Миссис Toy холодно произнесла:

— Ты стараешься мне внушить, будто не можешь идти в школу? Вчера ты неважно себя чувствовал, однако это не помешало тебе пойти в библиотеку. На то, чего тебе хочется, дыхания у тебя хватает, а на другое, поважнее, нет.

Toy через силу оделся и умылся. Миссис Toy помогла ему натянуть пальто, приговаривая:

— Иди по дороге, не торопись. Сначала будет церковный урок, так что не страшно, если чуточку и опоздаешь. Учителя поймут.

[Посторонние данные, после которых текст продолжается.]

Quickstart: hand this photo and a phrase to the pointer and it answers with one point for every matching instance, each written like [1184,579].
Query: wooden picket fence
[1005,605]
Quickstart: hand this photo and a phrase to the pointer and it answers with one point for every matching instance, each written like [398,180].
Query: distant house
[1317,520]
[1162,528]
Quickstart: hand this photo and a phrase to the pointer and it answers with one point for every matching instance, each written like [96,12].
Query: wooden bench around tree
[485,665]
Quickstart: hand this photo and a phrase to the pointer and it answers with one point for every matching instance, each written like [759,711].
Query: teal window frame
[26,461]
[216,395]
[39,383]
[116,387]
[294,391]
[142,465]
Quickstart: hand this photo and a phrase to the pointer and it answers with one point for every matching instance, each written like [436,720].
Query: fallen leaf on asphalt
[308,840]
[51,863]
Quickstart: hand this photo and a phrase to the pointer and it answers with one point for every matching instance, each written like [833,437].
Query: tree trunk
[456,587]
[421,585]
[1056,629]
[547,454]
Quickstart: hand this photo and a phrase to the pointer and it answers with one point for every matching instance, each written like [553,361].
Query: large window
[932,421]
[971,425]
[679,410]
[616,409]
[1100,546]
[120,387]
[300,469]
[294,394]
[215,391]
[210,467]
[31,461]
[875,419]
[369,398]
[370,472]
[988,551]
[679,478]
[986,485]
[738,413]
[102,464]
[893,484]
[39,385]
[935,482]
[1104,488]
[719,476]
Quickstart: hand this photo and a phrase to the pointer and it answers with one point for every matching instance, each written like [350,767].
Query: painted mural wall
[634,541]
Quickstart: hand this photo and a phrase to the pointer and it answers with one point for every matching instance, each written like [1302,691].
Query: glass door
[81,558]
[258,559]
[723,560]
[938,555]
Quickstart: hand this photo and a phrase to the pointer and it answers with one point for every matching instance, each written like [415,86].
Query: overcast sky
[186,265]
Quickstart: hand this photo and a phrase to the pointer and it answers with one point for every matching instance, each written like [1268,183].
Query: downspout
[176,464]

И держись прямо, не горбись. А то ходишь, будто наполовину сложенный перочинный нож. Смотри миру в лицо, как если бы он тебе принадлежал весь.

— Мне в нем ничего не принадлежит.

— Тебе принадлежит столько, сколько и всякому другому! А может принадлежать больше, если пораскинешь мозгами и как следует подготовишься к экзаменам. Голова у тебя хорошая. И учителя твои так говорят. Они готовы тебе помочь. Почему же ты не желаешь, чтобы тебе помогли?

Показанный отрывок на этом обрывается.